AI-powered anomaly detection is also becoming standard, automatically flagging inconsistencies in campaign performance metrics, audience segments, and attribution models before they impact decision-making.
2. Real-time data processing for dynamic campaign optimization
Marketing decisions can no longer rely solely on batch data processing.
The growing demand for real-time analytics has pushed ETL solutions to incorporate streaming data processing capabilities. Whether adjusting bids in programmatic advertising, monitoring cross-channel engagement, or dynamically reallocating budget based on campaign performance, real-time ETL ensures that marketing teams operate with the freshest data possible.
3. Greater integration with no-code and low-code tools
ETL platforms are becoming more accessible with no-code and low-code interfaces, allowing marketers and analysts to build automated workflows without deep technical expertise.

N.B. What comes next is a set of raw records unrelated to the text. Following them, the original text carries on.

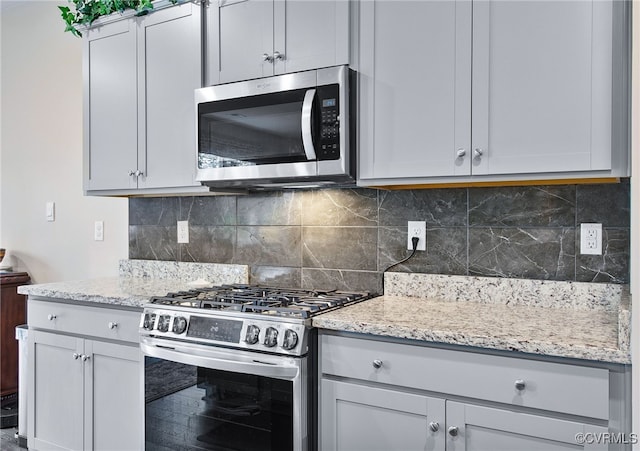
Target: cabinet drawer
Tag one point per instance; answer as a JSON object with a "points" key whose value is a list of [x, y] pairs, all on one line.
{"points": [[99, 322], [550, 386]]}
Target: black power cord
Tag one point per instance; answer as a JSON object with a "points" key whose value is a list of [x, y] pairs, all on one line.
{"points": [[414, 243]]}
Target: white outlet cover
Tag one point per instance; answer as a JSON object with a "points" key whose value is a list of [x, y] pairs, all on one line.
{"points": [[591, 239], [419, 229]]}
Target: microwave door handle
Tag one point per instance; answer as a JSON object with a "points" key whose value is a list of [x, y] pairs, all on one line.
{"points": [[307, 137]]}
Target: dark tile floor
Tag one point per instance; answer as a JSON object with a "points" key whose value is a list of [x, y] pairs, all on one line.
{"points": [[8, 440]]}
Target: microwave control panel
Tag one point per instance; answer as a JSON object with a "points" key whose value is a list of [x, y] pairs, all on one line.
{"points": [[329, 142]]}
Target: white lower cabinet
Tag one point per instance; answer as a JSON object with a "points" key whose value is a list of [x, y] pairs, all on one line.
{"points": [[84, 391], [390, 396], [360, 417]]}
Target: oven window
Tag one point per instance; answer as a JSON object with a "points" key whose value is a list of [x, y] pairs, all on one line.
{"points": [[189, 407], [251, 131]]}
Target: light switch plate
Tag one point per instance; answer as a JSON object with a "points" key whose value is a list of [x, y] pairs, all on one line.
{"points": [[183, 232], [51, 211], [98, 231]]}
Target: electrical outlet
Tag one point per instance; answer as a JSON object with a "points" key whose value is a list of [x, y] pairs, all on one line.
{"points": [[419, 229], [591, 239], [183, 232], [98, 231]]}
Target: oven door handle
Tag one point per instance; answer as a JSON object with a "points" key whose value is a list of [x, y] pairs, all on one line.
{"points": [[275, 367], [307, 116]]}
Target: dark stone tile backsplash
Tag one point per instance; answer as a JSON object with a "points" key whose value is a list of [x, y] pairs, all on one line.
{"points": [[345, 238]]}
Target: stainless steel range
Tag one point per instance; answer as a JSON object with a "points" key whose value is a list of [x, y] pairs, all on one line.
{"points": [[233, 367]]}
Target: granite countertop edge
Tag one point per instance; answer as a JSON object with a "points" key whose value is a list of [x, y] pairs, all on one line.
{"points": [[487, 342], [491, 339]]}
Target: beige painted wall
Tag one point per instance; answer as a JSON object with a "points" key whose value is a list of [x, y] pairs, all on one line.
{"points": [[41, 154]]}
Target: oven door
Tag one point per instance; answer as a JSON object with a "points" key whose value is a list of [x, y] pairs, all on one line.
{"points": [[202, 397]]}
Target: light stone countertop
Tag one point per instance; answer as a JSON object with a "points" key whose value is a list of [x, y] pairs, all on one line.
{"points": [[522, 320], [138, 281]]}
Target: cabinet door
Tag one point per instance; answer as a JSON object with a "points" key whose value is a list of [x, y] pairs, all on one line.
{"points": [[357, 417], [415, 82], [110, 106], [542, 84], [113, 401], [482, 428], [55, 412], [244, 33], [310, 34], [170, 68]]}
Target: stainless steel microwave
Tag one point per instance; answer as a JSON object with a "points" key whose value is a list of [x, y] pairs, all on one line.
{"points": [[282, 131]]}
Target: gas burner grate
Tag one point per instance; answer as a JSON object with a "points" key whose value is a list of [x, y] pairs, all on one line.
{"points": [[289, 302]]}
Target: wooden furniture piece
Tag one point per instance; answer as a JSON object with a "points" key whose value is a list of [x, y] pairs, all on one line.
{"points": [[12, 314]]}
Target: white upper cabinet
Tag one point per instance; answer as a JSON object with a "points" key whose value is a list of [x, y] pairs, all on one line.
{"points": [[491, 90], [415, 87], [256, 38], [140, 74], [110, 106]]}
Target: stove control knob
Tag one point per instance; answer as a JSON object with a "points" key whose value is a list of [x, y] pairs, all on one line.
{"points": [[290, 339], [163, 323], [271, 337], [252, 334], [149, 319], [179, 324]]}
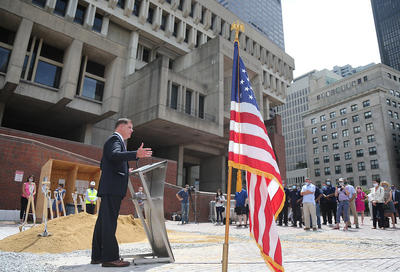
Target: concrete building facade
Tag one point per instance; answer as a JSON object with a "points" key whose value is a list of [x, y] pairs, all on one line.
{"points": [[264, 15], [297, 104], [70, 68], [353, 128]]}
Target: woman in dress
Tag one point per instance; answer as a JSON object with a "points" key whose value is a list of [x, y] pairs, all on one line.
{"points": [[360, 204], [219, 205], [388, 204]]}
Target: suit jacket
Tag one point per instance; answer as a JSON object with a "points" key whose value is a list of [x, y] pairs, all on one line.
{"points": [[114, 167]]}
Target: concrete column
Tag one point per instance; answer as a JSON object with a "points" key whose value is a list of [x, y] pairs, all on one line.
{"points": [[70, 72], [88, 134], [132, 51], [71, 10], [2, 107], [180, 165], [18, 53], [104, 27], [89, 16]]}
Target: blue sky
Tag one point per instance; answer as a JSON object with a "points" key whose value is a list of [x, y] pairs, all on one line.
{"points": [[322, 33]]}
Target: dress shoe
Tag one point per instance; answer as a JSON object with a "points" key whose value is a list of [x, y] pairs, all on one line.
{"points": [[117, 263]]}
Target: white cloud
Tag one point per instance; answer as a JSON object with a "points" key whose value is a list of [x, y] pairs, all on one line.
{"points": [[322, 33]]}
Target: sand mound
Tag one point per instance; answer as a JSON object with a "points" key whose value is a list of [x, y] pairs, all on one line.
{"points": [[69, 233]]}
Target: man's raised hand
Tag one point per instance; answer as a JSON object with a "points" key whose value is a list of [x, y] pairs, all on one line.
{"points": [[144, 152]]}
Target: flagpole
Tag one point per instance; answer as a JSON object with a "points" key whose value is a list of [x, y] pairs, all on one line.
{"points": [[237, 26]]}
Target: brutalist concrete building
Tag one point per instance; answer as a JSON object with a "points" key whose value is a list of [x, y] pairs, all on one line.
{"points": [[70, 68], [353, 128]]}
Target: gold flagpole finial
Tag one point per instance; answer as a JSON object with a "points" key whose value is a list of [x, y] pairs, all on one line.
{"points": [[238, 27]]}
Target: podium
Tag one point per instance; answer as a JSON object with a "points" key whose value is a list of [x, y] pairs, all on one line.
{"points": [[152, 177]]}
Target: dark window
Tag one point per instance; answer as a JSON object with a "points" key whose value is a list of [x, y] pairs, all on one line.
{"points": [[146, 55], [150, 15], [136, 7], [52, 53], [174, 96], [4, 58], [93, 88], [48, 74], [61, 7], [80, 14], [40, 3], [163, 21], [188, 104], [201, 106], [372, 150], [95, 68], [98, 22], [7, 36], [121, 4]]}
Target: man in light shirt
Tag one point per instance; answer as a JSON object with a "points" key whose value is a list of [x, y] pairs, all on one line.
{"points": [[307, 192]]}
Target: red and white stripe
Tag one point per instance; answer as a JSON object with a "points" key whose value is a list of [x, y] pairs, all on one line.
{"points": [[251, 149]]}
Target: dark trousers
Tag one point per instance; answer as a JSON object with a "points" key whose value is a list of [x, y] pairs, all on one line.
{"points": [[24, 204], [219, 213], [283, 215], [104, 245], [331, 211], [296, 214], [90, 208], [377, 211]]}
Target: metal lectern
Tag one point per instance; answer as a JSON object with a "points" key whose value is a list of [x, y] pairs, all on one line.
{"points": [[152, 177]]}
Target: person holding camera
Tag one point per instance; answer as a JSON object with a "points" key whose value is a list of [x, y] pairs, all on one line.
{"points": [[183, 197], [219, 205], [343, 195]]}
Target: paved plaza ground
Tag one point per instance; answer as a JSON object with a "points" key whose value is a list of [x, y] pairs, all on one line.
{"points": [[198, 247]]}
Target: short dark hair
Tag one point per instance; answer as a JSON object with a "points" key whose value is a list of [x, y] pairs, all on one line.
{"points": [[122, 121]]}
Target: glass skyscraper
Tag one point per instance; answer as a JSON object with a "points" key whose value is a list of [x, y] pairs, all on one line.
{"points": [[387, 24], [264, 15]]}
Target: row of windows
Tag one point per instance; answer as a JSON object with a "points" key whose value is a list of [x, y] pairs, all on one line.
{"points": [[374, 164], [335, 146], [347, 155], [342, 111], [342, 88], [345, 132]]}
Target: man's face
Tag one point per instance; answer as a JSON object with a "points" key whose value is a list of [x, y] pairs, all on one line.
{"points": [[126, 130]]}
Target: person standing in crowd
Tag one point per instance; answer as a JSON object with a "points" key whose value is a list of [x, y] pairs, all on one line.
{"points": [[307, 192], [30, 181], [377, 199], [329, 195], [388, 204], [112, 189], [240, 207], [294, 201], [91, 198], [396, 201], [60, 194], [318, 195], [219, 206], [343, 194], [352, 204], [183, 197], [323, 204], [360, 203], [283, 215]]}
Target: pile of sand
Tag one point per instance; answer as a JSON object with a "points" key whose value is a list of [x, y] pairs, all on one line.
{"points": [[70, 233]]}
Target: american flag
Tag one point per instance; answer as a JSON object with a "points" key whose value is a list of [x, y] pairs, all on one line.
{"points": [[250, 149]]}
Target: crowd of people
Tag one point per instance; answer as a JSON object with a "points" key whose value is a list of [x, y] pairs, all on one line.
{"points": [[305, 205]]}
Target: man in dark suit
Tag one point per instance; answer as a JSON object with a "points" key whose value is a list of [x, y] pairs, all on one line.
{"points": [[396, 201], [112, 189]]}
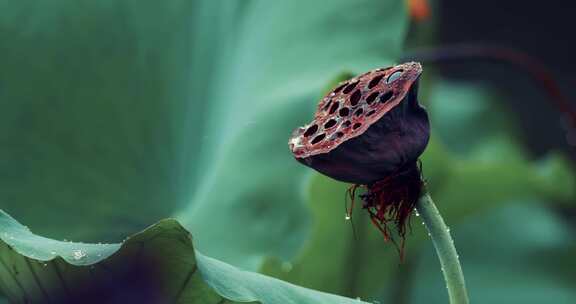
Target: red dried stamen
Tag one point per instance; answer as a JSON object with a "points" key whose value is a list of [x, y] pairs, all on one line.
{"points": [[392, 201]]}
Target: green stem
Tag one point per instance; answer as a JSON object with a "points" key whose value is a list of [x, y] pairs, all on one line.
{"points": [[445, 249]]}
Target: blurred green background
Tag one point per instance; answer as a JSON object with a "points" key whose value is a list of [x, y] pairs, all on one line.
{"points": [[116, 114]]}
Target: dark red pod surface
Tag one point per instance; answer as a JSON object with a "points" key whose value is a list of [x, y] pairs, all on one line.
{"points": [[366, 128]]}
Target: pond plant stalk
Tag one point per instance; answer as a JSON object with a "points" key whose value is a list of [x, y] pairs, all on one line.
{"points": [[370, 131], [445, 249]]}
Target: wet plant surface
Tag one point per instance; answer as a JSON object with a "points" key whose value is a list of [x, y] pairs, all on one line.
{"points": [[116, 115]]}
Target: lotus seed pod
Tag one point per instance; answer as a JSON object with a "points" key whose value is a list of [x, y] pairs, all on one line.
{"points": [[367, 128]]}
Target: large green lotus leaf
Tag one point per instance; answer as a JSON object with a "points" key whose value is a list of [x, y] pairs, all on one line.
{"points": [[118, 113], [157, 265], [516, 254], [461, 187], [275, 68], [90, 126]]}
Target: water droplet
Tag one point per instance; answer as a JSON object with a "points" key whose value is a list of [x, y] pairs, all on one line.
{"points": [[286, 266], [78, 254]]}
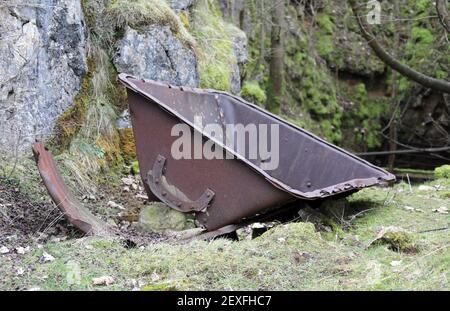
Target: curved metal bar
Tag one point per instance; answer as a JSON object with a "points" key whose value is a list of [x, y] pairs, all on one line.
{"points": [[171, 195]]}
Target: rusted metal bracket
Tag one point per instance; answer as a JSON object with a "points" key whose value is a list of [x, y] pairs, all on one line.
{"points": [[171, 195], [75, 212]]}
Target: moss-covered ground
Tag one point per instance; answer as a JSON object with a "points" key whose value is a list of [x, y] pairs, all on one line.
{"points": [[291, 256]]}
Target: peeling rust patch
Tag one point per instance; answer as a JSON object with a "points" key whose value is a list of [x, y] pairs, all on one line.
{"points": [[310, 168]]}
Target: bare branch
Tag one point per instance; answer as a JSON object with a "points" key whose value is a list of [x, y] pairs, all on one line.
{"points": [[405, 70]]}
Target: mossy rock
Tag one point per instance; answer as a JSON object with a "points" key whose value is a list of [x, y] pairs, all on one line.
{"points": [[442, 172], [158, 217], [135, 168], [397, 239], [252, 92]]}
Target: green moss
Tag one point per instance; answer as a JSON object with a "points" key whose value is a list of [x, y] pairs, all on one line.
{"points": [[325, 45], [185, 19], [215, 40], [135, 168], [253, 92], [422, 36], [139, 13], [442, 171], [325, 22]]}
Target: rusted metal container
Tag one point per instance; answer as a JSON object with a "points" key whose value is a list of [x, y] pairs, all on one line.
{"points": [[224, 191]]}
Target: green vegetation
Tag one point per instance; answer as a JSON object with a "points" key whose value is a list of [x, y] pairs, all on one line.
{"points": [[442, 172], [215, 40], [253, 92], [139, 13]]}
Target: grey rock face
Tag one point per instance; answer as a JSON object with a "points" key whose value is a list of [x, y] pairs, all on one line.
{"points": [[178, 5], [42, 62], [240, 51], [157, 54]]}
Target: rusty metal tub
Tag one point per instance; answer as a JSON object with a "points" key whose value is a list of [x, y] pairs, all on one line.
{"points": [[224, 191]]}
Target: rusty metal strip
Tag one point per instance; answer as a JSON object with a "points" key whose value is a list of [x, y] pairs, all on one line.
{"points": [[172, 196], [77, 215], [213, 234]]}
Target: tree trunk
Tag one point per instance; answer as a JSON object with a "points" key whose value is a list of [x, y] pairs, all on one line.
{"points": [[276, 66], [405, 70]]}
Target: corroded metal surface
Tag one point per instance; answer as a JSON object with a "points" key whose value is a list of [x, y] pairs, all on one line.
{"points": [[310, 168], [77, 215], [172, 196]]}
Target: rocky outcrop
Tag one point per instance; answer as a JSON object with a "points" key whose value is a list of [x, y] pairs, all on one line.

This democratization of data integration means marketing teams can self-serve data transformations, audience enrichment, and custom reporting—reducing dependency on engineering teams while accelerating campaign insights.
FAQ
What are ETL tools?
ETL (Extract, Transform, Load) tools are software solutions that handle the entire data pipeline process: extracting raw data from diverse sources (databases, APIs, files), transforming it through cleaning, aggregation, and validation operations, and loading it into target systems like data warehouses or a BI solution. Modern ETL tools often include features for data quality monitoring, error handling, and real-time processing.
Is SQL an ETL tool?
No, SQL is a query language used within ETL processes, but isn't an ETL tool itself. SQL is used for querying, transforming, and managing data. Many ETL tools use SQL for data manipulation during the transformation phase. However, SQL alone lacks automation, scheduling, and integration capabilities found in full-scale ETL platforms.
Is Excel an ETL tool?
No, while Excel can perform basic extractions via Power Query, data transformations through formulas, and loading via Power BI connections, it lacks the scalability, automation, and robust error handling required for enterprise ETL workflows.
Is Python an ETL tool?
No, Python is a programming language that can be used to build ETL processes, but isn't an ETL tool itself.
Is SAP an ETL tool?
Data Services is a full-featured ETL tool within SAP's ecosystem, offering robust data integration capabilities, real-time processing, data quality management, and text analysis. However, SAP itself is an enterprise software company offering various business solutions.
Is Oracle an ETL tool?
Oracle itself is a database management system rather than an ETL tool. However, Oracle offers dedicated ETL tools such as Oracle Data Integrator (ODI), which provides comprehensive data integration, transformation, and loading capabilities with support for real-time and batch processing.
Is Snowflake an ETL tool?
Snowflake is a cloud data warehouse platform that includes data transformation capabilities through its Snowpark, SQL interfaces, or third-party platforms like Improvado on top of Snowflake AI Data Cloud. While it can perform powerful transformations, it's primarily a storage and compute platform that often integrates with dedicated ETL tools.
Is Databricks an ETL tool?
Databricks is not an ETL tool but a data engineering platform built on Apache Spark. It can be used to develop ETL pipelines with notebooks and workflows, but it's more accurately described as a unified analytics platform. Databricks offers advanced data engineering features but typically complements rather than replaces traditional ETL tools.
What is the most popular ETL tool?
The most popular ETL tools include platforms like Improvado, which stands out for its ability to aggregate marketing and sales data from over 500 sources into a unified dashboard without needing technical expertise. Other widely used ETL tools include Fivetran for automated data replication, Talend for open-source data integration, and Stitch for lightweight, developer-friendly ETL pipelines. The choice of tool depends on the data ecosystem, use case, and technical requirements.